Dabei wird die betroffene Stelle in der Regel ambulant mit einem Sicherheitsabstand herausgeschnitten. Die Strahlentherapie kann bei sehr alten Patientinnen und Patienten eine Alternative zur operativen Therapie sein [2]. Hat der Krebs bereits gestreut, können Medikamente wie PD-1-Hemmer eingesetzt werden; breitet er sich auf andere Körperteile aus, kann er gefährlich werden [3]. Krebsvorstufen wie aktinische Keratosen lassen sich häufig schonender behandeln, etwa mit oberflächlich wirkenden Cremes, einer photodynamischen Therapie oder Kältebehandlung [2].

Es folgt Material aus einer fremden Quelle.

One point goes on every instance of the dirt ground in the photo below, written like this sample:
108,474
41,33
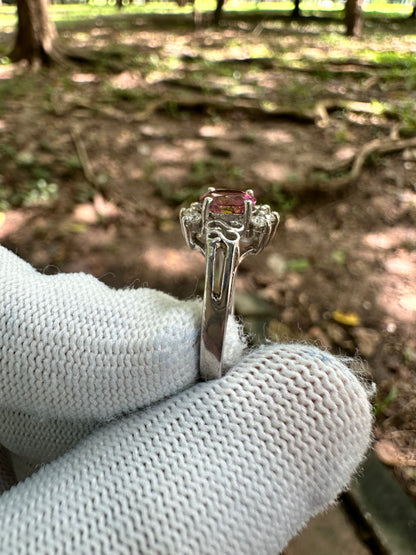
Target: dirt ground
96,160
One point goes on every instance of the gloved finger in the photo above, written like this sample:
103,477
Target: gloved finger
72,348
236,465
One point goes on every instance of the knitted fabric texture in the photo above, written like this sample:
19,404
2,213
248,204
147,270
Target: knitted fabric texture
75,353
231,466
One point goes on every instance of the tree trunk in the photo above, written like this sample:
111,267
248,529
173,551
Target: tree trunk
36,34
354,17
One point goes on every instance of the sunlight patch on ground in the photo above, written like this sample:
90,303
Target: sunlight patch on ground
84,77
10,222
271,171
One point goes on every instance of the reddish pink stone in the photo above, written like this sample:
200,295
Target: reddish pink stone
227,201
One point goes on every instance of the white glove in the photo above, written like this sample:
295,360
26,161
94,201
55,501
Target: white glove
146,459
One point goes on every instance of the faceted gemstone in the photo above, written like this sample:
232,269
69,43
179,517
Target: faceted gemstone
227,201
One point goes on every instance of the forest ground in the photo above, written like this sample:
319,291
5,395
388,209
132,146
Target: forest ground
97,158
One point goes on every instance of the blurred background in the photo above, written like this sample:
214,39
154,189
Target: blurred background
115,115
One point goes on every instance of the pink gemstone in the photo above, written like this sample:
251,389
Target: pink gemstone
227,201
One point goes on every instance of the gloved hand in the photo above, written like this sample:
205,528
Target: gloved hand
145,459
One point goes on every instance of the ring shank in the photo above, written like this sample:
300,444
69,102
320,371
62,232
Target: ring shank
222,259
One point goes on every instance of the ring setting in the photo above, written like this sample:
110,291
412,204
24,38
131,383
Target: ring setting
225,226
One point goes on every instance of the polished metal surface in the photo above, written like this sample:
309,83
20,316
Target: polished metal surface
225,239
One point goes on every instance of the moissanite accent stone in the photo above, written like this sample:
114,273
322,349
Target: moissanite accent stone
227,201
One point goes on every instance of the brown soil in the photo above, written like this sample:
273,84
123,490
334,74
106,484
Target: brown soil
128,145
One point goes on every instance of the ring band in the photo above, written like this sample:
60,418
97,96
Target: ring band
225,226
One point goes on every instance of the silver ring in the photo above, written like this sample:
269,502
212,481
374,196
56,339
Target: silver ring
225,226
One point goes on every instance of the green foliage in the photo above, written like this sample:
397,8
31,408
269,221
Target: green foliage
279,199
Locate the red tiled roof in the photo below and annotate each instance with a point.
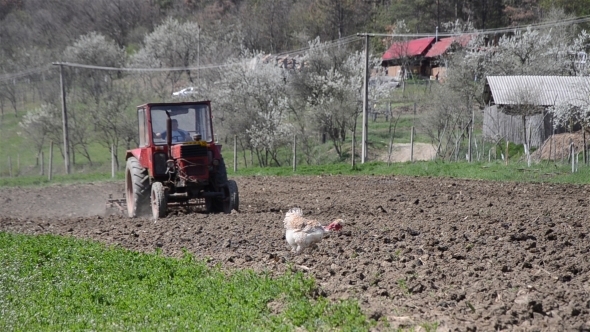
(409, 48)
(442, 45)
(439, 47)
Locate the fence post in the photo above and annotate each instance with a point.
(507, 142)
(42, 164)
(235, 153)
(412, 144)
(50, 171)
(113, 164)
(352, 150)
(294, 152)
(572, 157)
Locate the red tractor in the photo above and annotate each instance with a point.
(177, 162)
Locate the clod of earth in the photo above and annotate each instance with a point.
(520, 263)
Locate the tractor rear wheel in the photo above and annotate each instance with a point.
(159, 201)
(137, 188)
(232, 198)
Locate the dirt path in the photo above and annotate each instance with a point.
(465, 254)
(402, 152)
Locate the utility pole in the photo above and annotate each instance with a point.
(64, 115)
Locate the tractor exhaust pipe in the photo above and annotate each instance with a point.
(169, 136)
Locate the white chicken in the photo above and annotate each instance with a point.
(302, 233)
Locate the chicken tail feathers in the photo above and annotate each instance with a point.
(291, 216)
(294, 212)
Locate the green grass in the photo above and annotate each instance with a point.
(50, 283)
(545, 172)
(494, 171)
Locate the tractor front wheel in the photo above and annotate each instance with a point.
(159, 201)
(137, 188)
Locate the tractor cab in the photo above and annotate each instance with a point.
(177, 161)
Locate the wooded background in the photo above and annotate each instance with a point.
(224, 47)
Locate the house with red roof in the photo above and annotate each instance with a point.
(423, 57)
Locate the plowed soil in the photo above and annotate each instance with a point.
(468, 255)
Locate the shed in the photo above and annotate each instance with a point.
(505, 95)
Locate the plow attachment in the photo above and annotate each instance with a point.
(116, 206)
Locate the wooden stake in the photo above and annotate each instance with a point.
(412, 144)
(50, 171)
(353, 150)
(113, 164)
(42, 164)
(235, 153)
(294, 152)
(507, 152)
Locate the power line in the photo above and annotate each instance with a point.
(543, 25)
(32, 71)
(333, 43)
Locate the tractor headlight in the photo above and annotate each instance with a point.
(170, 163)
(159, 161)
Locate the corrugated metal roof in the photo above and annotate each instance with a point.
(540, 90)
(409, 48)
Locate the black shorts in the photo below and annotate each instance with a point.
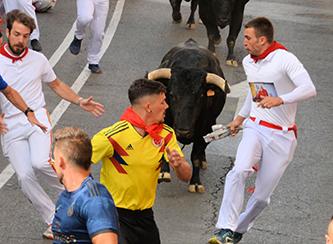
(138, 227)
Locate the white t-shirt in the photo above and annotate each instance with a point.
(279, 74)
(26, 76)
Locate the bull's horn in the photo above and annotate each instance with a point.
(218, 81)
(162, 73)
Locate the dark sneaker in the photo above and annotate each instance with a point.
(75, 46)
(48, 233)
(35, 45)
(222, 236)
(237, 237)
(94, 68)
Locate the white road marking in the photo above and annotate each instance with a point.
(8, 172)
(63, 47)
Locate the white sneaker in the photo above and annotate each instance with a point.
(48, 233)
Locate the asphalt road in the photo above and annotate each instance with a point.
(302, 203)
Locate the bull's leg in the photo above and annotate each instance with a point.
(191, 21)
(164, 175)
(176, 15)
(235, 26)
(197, 157)
(208, 19)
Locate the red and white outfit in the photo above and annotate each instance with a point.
(92, 13)
(27, 7)
(268, 137)
(26, 146)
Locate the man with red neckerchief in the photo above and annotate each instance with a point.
(26, 146)
(269, 134)
(131, 151)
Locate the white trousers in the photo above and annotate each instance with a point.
(28, 150)
(27, 7)
(274, 150)
(92, 13)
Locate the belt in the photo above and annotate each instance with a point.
(274, 126)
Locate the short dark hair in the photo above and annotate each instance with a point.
(262, 27)
(144, 87)
(21, 17)
(75, 144)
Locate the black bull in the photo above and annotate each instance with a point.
(196, 93)
(177, 16)
(220, 13)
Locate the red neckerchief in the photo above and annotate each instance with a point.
(4, 52)
(275, 45)
(132, 117)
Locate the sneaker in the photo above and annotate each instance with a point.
(94, 68)
(222, 236)
(48, 233)
(237, 237)
(75, 46)
(35, 45)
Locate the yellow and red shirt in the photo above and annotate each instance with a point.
(131, 163)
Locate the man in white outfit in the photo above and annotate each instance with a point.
(27, 7)
(26, 146)
(270, 133)
(92, 13)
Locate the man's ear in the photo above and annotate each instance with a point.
(62, 163)
(262, 40)
(148, 107)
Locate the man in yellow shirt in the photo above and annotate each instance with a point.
(131, 152)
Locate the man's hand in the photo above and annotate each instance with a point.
(89, 105)
(33, 120)
(175, 160)
(180, 165)
(3, 126)
(235, 124)
(269, 102)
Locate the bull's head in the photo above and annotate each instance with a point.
(187, 94)
(223, 10)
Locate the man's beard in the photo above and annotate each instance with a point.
(18, 52)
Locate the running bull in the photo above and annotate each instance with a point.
(177, 16)
(196, 93)
(220, 13)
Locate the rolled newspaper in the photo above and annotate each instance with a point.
(219, 132)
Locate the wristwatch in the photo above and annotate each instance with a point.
(27, 111)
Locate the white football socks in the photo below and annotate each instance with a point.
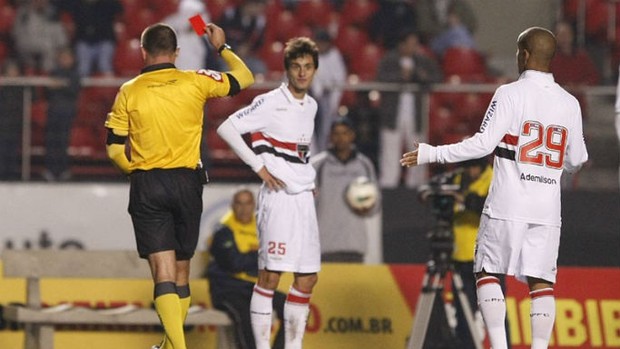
(296, 311)
(493, 308)
(261, 308)
(542, 317)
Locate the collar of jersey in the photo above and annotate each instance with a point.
(535, 74)
(155, 67)
(289, 95)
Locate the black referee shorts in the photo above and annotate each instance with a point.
(165, 208)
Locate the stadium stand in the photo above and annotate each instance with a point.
(40, 321)
(348, 20)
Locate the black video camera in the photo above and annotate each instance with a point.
(439, 192)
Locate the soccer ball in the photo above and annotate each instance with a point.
(361, 193)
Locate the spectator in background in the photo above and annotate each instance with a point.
(11, 110)
(194, 53)
(456, 34)
(245, 23)
(572, 67)
(400, 125)
(391, 18)
(233, 268)
(95, 41)
(432, 17)
(343, 230)
(256, 65)
(62, 101)
(38, 35)
(327, 88)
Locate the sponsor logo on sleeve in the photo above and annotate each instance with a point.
(214, 75)
(489, 114)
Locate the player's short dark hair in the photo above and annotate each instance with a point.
(159, 39)
(299, 47)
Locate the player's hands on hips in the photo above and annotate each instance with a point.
(216, 35)
(410, 158)
(270, 181)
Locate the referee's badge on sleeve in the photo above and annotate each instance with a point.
(303, 150)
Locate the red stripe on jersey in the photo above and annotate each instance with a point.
(291, 298)
(274, 142)
(487, 280)
(263, 292)
(510, 139)
(541, 293)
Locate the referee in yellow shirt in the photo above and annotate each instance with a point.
(159, 114)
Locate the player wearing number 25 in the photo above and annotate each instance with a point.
(534, 128)
(281, 123)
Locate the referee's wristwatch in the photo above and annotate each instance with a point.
(225, 46)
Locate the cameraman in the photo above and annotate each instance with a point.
(473, 179)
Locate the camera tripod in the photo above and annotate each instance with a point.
(430, 302)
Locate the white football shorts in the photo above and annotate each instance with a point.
(517, 248)
(288, 232)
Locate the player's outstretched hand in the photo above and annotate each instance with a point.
(216, 35)
(271, 181)
(410, 158)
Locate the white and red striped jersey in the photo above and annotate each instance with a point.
(281, 128)
(534, 127)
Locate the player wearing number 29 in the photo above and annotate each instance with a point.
(534, 128)
(281, 124)
(159, 114)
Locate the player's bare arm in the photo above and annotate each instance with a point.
(409, 159)
(216, 35)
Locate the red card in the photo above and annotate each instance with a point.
(198, 24)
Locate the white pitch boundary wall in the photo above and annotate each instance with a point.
(95, 215)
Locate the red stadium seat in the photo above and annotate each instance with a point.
(350, 41)
(216, 8)
(162, 9)
(4, 51)
(273, 56)
(7, 17)
(137, 21)
(366, 62)
(282, 28)
(128, 58)
(358, 12)
(39, 120)
(473, 107)
(466, 63)
(313, 12)
(82, 141)
(597, 18)
(273, 9)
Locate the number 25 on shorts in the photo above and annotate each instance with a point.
(277, 248)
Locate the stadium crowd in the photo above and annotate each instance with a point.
(358, 35)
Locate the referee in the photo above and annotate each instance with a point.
(159, 114)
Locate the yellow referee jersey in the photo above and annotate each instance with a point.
(162, 111)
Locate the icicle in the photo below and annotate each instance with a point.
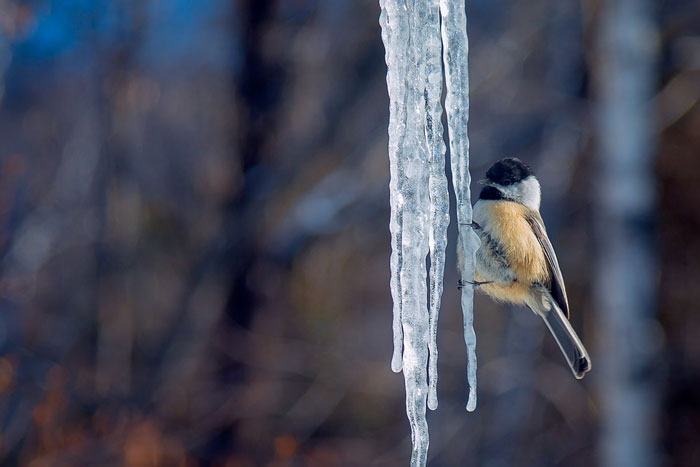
(439, 196)
(455, 50)
(419, 195)
(395, 33)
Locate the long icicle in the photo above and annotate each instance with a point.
(455, 51)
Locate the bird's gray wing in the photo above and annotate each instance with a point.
(557, 288)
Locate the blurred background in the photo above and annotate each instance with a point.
(195, 247)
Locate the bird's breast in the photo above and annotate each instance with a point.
(506, 224)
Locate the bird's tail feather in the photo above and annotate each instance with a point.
(569, 342)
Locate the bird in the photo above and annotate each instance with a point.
(515, 262)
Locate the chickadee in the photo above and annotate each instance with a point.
(516, 262)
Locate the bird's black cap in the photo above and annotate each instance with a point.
(508, 171)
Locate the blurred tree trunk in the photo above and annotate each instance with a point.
(626, 265)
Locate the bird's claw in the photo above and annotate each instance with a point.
(463, 283)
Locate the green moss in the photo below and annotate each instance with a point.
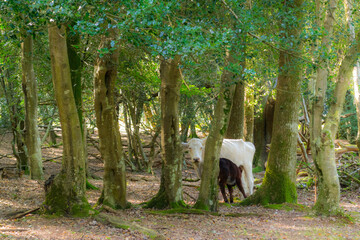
(178, 205)
(288, 207)
(158, 202)
(257, 169)
(58, 203)
(276, 189)
(178, 211)
(90, 186)
(201, 206)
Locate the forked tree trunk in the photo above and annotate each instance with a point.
(279, 182)
(322, 148)
(105, 73)
(66, 194)
(170, 193)
(328, 198)
(73, 40)
(356, 71)
(208, 196)
(32, 137)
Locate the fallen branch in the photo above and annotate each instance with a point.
(352, 177)
(20, 215)
(187, 194)
(119, 223)
(191, 180)
(13, 230)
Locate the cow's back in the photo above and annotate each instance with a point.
(238, 151)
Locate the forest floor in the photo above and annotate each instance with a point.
(18, 194)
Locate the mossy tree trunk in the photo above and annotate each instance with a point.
(249, 115)
(279, 181)
(29, 86)
(322, 140)
(235, 129)
(170, 193)
(208, 196)
(263, 130)
(17, 124)
(356, 72)
(67, 192)
(328, 194)
(73, 43)
(105, 73)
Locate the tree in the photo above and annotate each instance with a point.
(105, 74)
(67, 192)
(29, 85)
(170, 192)
(208, 196)
(279, 183)
(323, 149)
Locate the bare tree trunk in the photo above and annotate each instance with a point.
(66, 194)
(170, 193)
(32, 137)
(208, 196)
(279, 182)
(235, 129)
(105, 73)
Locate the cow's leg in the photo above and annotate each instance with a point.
(222, 189)
(239, 184)
(247, 179)
(231, 193)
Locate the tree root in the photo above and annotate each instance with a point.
(119, 223)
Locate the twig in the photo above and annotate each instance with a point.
(352, 177)
(187, 194)
(263, 41)
(13, 230)
(25, 213)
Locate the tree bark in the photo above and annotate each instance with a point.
(170, 193)
(66, 194)
(279, 182)
(235, 129)
(105, 73)
(356, 71)
(328, 197)
(208, 196)
(249, 115)
(32, 137)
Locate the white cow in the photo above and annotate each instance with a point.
(237, 150)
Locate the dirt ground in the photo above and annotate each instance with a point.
(232, 222)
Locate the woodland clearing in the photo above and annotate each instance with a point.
(19, 194)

Wie bei vielen bösartigen Tumorerkrankungen sind die Chancen auf einen guten Verlauf grösser, je früher das Spinaliom entdeckt wird [6]. Nach der Behandlung werden in der Regel regelmässige Nachsorgekontrollen empfohlen, da ein erhöhtes Risiko für erneute Hautveränderungen besteht. Welche Therapie im Einzelfall geeignet ist, hängt von Grösse, Lage und Art des Tumors sowie vom Alter und Gesundheitszustand der betroffenen Person ab und wird individuell ärztlich festgelegt.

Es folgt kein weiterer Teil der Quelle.